L S Freudenberg, W Jentzen, R J Marlowe, W W Koska, M Luster, A Bockisch
Experimental and Clinical Endocrinology & Diabetes 2007, 115 (10): 690-3

AIM: Publications on 124-iodine (124I-)-positron emission tomography/computed tomography (PET/CT) dosimetry contain few if any data on pediatric patients with differentiated thyroid carcinoma (DTC). Aim of our study is to determine safety and informativeness of 124I-PET/CT dosimetry in DTC patients<or=18 yrs old.

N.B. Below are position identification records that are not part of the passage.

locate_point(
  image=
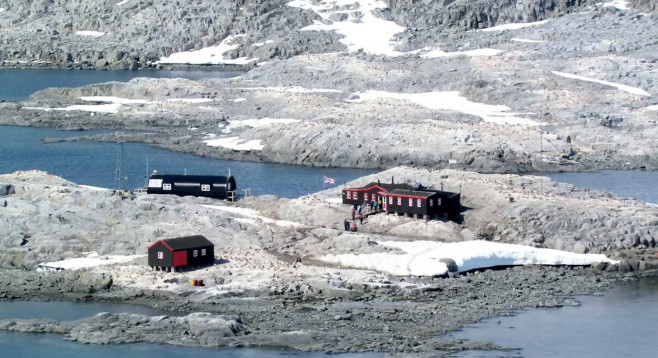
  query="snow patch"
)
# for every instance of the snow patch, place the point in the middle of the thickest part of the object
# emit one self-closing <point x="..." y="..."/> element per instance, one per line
<point x="451" y="100"/>
<point x="514" y="26"/>
<point x="629" y="89"/>
<point x="90" y="33"/>
<point x="208" y="55"/>
<point x="435" y="53"/>
<point x="361" y="30"/>
<point x="516" y="39"/>
<point x="235" y="143"/>
<point x="421" y="258"/>
<point x="252" y="214"/>
<point x="619" y="4"/>
<point x="91" y="260"/>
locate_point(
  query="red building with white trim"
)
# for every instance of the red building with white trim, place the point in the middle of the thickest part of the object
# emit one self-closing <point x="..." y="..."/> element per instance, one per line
<point x="405" y="199"/>
<point x="181" y="252"/>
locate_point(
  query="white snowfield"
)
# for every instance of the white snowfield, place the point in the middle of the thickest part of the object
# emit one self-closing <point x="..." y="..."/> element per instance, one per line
<point x="451" y="100"/>
<point x="629" y="89"/>
<point x="235" y="143"/>
<point x="113" y="104"/>
<point x="421" y="258"/>
<point x="90" y="33"/>
<point x="208" y="55"/>
<point x="91" y="260"/>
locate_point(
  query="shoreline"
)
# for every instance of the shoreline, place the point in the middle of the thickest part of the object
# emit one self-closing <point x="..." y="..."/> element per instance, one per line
<point x="270" y="285"/>
<point x="372" y="320"/>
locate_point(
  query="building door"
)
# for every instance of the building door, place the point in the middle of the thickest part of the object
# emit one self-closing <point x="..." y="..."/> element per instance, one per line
<point x="180" y="258"/>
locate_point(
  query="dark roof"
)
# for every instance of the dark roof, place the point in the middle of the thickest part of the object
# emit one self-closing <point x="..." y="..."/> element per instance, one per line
<point x="386" y="187"/>
<point x="186" y="242"/>
<point x="193" y="178"/>
<point x="412" y="193"/>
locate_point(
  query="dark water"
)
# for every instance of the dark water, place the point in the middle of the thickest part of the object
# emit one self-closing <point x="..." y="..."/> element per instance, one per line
<point x="17" y="85"/>
<point x="620" y="323"/>
<point x="92" y="163"/>
<point x="22" y="345"/>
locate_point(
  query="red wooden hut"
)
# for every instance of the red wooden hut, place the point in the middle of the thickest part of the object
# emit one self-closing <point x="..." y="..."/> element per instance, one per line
<point x="181" y="252"/>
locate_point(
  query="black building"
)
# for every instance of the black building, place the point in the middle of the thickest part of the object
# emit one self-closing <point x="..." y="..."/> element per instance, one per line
<point x="219" y="187"/>
<point x="181" y="252"/>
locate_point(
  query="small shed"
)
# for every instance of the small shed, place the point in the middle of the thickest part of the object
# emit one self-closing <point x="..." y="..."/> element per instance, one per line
<point x="181" y="252"/>
<point x="213" y="186"/>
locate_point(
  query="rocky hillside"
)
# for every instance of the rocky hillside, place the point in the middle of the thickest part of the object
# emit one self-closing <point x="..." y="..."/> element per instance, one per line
<point x="565" y="85"/>
<point x="135" y="33"/>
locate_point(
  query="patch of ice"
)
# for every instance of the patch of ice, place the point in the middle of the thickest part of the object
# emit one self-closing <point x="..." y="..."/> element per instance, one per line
<point x="618" y="4"/>
<point x="293" y="89"/>
<point x="235" y="143"/>
<point x="514" y="26"/>
<point x="90" y="33"/>
<point x="451" y="100"/>
<point x="208" y="55"/>
<point x="251" y="214"/>
<point x="91" y="260"/>
<point x="629" y="89"/>
<point x="516" y="39"/>
<point x="421" y="258"/>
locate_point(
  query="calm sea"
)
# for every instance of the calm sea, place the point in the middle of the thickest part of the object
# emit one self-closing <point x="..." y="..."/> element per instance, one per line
<point x="17" y="85"/>
<point x="92" y="163"/>
<point x="619" y="323"/>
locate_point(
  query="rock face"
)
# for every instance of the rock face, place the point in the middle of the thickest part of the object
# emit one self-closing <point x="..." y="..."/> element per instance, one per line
<point x="269" y="285"/>
<point x="201" y="329"/>
<point x="134" y="33"/>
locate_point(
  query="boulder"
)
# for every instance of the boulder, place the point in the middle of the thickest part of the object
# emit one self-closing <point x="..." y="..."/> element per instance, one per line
<point x="450" y="263"/>
<point x="7" y="189"/>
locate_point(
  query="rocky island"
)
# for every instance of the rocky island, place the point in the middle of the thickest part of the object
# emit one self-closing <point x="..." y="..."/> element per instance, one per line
<point x="438" y="92"/>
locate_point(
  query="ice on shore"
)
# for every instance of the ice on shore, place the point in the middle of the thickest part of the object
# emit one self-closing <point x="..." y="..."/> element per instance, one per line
<point x="421" y="258"/>
<point x="91" y="260"/>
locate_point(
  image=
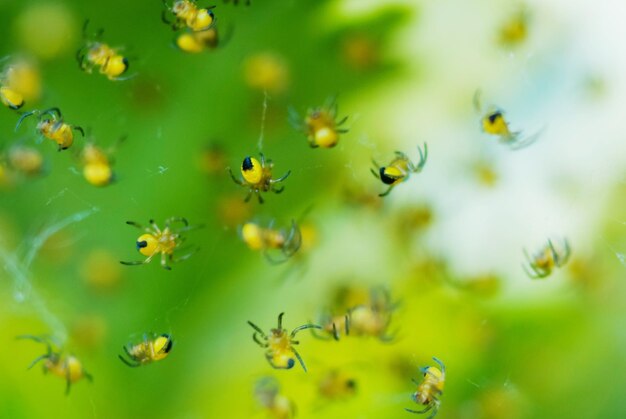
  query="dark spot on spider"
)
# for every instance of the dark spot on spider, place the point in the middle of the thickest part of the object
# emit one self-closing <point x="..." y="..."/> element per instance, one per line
<point x="387" y="180"/>
<point x="492" y="118"/>
<point x="247" y="164"/>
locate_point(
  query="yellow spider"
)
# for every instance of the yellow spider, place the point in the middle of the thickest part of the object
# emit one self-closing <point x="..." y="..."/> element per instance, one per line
<point x="280" y="344"/>
<point x="430" y="389"/>
<point x="164" y="242"/>
<point x="57" y="363"/>
<point x="52" y="127"/>
<point x="188" y="14"/>
<point x="494" y="123"/>
<point x="399" y="169"/>
<point x="320" y="124"/>
<point x="268" y="239"/>
<point x="153" y="348"/>
<point x="257" y="177"/>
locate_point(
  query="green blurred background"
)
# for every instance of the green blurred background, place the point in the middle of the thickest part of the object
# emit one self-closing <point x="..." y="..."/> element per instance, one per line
<point x="447" y="244"/>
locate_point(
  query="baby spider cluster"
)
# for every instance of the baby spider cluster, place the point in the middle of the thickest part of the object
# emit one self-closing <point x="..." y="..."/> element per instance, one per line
<point x="197" y="25"/>
<point x="98" y="55"/>
<point x="52" y="126"/>
<point x="430" y="389"/>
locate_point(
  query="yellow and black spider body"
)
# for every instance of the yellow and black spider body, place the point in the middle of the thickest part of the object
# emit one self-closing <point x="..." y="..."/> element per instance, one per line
<point x="374" y="317"/>
<point x="320" y="124"/>
<point x="337" y="385"/>
<point x="279" y="343"/>
<point x="20" y="82"/>
<point x="151" y="349"/>
<point x="197" y="42"/>
<point x="545" y="260"/>
<point x="277" y="406"/>
<point x="98" y="55"/>
<point x="493" y="122"/>
<point x="57" y="363"/>
<point x="155" y="241"/>
<point x="399" y="169"/>
<point x="430" y="389"/>
<point x="97" y="168"/>
<point x="187" y="14"/>
<point x="257" y="177"/>
<point x="52" y="126"/>
<point x="267" y="239"/>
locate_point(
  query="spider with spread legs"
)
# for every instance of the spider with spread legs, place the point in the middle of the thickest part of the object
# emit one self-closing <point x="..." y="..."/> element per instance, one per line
<point x="257" y="177"/>
<point x="280" y="344"/>
<point x="399" y="169"/>
<point x="545" y="260"/>
<point x="164" y="242"/>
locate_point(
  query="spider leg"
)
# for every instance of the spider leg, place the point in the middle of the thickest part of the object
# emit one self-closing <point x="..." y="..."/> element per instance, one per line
<point x="430" y="406"/>
<point x="305" y="326"/>
<point x="274" y="261"/>
<point x="36" y="360"/>
<point x="185" y="256"/>
<point x="318" y="336"/>
<point x="137" y="225"/>
<point x="534" y="274"/>
<point x="54" y="112"/>
<point x="280" y="321"/>
<point x="299" y="359"/>
<point x="128" y="362"/>
<point x="261" y="344"/>
<point x="164" y="262"/>
<point x="280" y="179"/>
<point x="237" y="181"/>
<point x="258" y="329"/>
<point x="67" y="376"/>
<point x="154" y="226"/>
<point x="386" y="192"/>
<point x="295" y="119"/>
<point x="423" y="157"/>
<point x="172" y="220"/>
<point x="567" y="251"/>
<point x="79" y="129"/>
<point x="443" y="367"/>
<point x="164" y="17"/>
<point x="135" y="263"/>
<point x="341" y="122"/>
<point x="24" y="116"/>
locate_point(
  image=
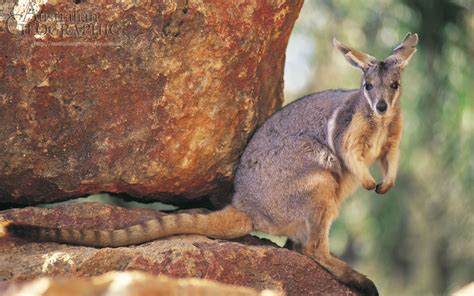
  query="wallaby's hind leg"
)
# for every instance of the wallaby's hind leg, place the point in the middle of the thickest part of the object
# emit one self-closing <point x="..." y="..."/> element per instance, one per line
<point x="317" y="248"/>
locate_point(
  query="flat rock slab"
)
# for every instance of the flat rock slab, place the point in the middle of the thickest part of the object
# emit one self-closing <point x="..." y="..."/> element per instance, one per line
<point x="155" y="99"/>
<point x="239" y="262"/>
<point x="131" y="284"/>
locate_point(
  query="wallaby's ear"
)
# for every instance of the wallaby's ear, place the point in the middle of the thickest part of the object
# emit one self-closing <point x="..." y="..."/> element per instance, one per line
<point x="403" y="52"/>
<point x="356" y="58"/>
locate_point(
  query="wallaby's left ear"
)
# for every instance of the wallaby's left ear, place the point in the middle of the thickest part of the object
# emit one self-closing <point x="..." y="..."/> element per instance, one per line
<point x="403" y="52"/>
<point x="357" y="58"/>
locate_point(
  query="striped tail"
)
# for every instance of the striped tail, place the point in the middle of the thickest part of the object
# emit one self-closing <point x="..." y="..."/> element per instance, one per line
<point x="227" y="223"/>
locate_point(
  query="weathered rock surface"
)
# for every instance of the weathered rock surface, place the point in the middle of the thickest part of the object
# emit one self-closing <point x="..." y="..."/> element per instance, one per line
<point x="156" y="99"/>
<point x="130" y="284"/>
<point x="240" y="262"/>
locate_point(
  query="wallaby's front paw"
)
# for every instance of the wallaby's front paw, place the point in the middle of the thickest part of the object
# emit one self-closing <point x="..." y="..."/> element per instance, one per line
<point x="383" y="187"/>
<point x="368" y="288"/>
<point x="369" y="184"/>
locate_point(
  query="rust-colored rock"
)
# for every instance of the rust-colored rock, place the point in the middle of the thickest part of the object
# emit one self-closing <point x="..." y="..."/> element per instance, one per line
<point x="130" y="284"/>
<point x="156" y="99"/>
<point x="240" y="262"/>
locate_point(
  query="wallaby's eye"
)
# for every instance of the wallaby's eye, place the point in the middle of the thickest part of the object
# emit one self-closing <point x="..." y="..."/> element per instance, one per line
<point x="394" y="85"/>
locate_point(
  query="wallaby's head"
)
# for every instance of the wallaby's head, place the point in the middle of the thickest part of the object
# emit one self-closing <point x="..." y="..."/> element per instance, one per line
<point x="381" y="79"/>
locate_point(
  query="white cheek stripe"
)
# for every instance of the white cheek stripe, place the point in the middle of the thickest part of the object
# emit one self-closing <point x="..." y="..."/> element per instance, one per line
<point x="331" y="128"/>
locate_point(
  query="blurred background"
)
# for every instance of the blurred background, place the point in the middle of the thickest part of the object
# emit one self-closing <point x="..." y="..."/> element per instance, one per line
<point x="419" y="238"/>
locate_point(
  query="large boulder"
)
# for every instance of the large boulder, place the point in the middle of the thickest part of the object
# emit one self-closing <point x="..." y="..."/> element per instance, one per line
<point x="156" y="99"/>
<point x="245" y="262"/>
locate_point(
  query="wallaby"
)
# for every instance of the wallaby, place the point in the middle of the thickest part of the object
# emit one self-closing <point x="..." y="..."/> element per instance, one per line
<point x="295" y="172"/>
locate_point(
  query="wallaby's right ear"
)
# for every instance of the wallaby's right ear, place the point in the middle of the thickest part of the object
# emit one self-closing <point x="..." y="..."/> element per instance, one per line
<point x="357" y="58"/>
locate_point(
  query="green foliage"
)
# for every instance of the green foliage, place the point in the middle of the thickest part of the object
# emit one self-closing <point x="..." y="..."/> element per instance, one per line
<point x="419" y="238"/>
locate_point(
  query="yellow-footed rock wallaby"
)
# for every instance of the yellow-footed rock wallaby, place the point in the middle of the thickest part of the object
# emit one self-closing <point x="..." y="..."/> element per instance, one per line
<point x="295" y="172"/>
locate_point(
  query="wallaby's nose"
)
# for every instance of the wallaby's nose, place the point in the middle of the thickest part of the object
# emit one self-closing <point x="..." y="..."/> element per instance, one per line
<point x="381" y="106"/>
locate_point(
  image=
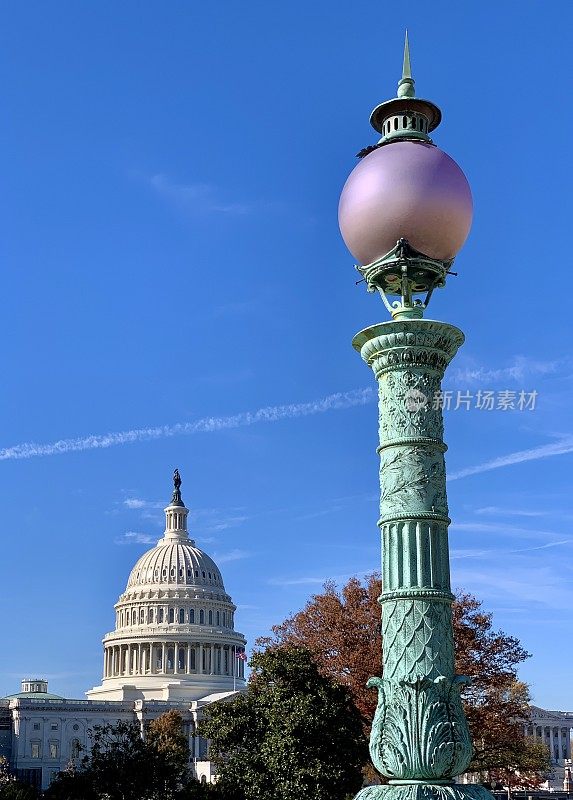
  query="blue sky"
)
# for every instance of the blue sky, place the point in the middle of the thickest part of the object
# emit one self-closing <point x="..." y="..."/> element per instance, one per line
<point x="171" y="264"/>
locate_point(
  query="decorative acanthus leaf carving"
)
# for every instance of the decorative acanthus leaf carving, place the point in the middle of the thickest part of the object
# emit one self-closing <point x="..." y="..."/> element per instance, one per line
<point x="407" y="405"/>
<point x="419" y="730"/>
<point x="412" y="479"/>
<point x="426" y="791"/>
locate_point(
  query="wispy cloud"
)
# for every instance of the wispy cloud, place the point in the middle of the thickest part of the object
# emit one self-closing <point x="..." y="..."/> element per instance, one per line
<point x="317" y="580"/>
<point x="560" y="447"/>
<point x="500" y="528"/>
<point x="495" y="553"/>
<point x="231" y="555"/>
<point x="533" y="586"/>
<point x="137" y="503"/>
<point x="338" y="401"/>
<point x="196" y="198"/>
<point x="509" y="512"/>
<point x="136" y="537"/>
<point x="522" y="368"/>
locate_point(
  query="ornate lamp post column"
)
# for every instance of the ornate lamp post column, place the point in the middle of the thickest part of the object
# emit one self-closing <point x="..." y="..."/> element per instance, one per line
<point x="405" y="211"/>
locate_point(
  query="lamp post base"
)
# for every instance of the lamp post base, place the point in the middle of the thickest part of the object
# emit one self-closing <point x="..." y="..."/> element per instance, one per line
<point x="425" y="791"/>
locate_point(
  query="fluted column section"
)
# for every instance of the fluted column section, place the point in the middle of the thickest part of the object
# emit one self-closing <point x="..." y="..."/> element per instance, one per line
<point x="419" y="735"/>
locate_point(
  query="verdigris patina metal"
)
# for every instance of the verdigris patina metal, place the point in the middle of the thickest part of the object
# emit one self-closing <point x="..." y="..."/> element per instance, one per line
<point x="420" y="738"/>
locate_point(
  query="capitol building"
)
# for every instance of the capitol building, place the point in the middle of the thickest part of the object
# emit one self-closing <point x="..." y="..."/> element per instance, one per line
<point x="174" y="646"/>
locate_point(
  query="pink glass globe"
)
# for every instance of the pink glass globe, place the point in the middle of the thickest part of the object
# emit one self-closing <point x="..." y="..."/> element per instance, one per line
<point x="405" y="189"/>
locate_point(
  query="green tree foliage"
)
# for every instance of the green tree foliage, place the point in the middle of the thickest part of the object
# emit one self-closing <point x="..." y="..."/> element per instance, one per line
<point x="294" y="733"/>
<point x="342" y="631"/>
<point x="10" y="787"/>
<point x="166" y="739"/>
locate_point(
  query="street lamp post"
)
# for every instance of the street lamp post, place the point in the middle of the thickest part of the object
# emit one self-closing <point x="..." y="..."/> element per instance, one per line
<point x="405" y="211"/>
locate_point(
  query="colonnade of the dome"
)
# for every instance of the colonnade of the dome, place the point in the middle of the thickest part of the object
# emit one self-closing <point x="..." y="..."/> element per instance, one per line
<point x="169" y="613"/>
<point x="172" y="658"/>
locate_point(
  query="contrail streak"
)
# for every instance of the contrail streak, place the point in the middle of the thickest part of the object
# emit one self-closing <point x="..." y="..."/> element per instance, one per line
<point x="561" y="447"/>
<point x="332" y="402"/>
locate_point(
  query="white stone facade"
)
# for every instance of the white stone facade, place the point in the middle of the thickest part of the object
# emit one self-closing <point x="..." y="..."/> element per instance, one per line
<point x="553" y="729"/>
<point x="174" y="647"/>
<point x="41" y="737"/>
<point x="174" y="634"/>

MATERIAL AND METHODS: We retrospectively analysed the data of 3 years of consecutive procedures (n-5) in children (n-4, 11-15 years). We acquired whole-body 124I-PET emission data 4, 24, 48, 72 and 96 hr, and 124I-PET/CT data 25 hr after oral 124I administration (22-26 MBq). Using these data, we calculated the thyroid remnant or metastatic lesion dose in Gy per GBq of 131-iodine (131I) (RDpA or LDpA, respectively). We measured with a well counter radiation counts of blood samples taken at 2, 4, 24, 48, 72 and 96 hr, and with an uncollimated NaI detector, whole-body clearance at approximately those times. Using these data, we calculated each patient's critical blood activity (CBA), the maximum 131I activity avoiding the putative>2Gy blood dose portending serious myelotoxicity.

RESULTS: Besides hypothyroid fatigue, no symptoms were noted. In 4 dosimetry procedures before the first radioiodine therapy, RDpAs were generally high (median 288 Gy/GBq, range 59-648 Gy/GBq). LDpAs (4 lymph node metastases) were much lower (median 6.5 Gy/GBq, range 1-9 Gy/GBq). CBAs were high (median 26 GBq, range 19-42, n=5). Disease management was modified or disease extent clarified in 2/4 patients.

CONCLUSIONS: A standard adult 124I-PET/CT dosimetry protocol appears to be safe and informative in pediatric DTC patients.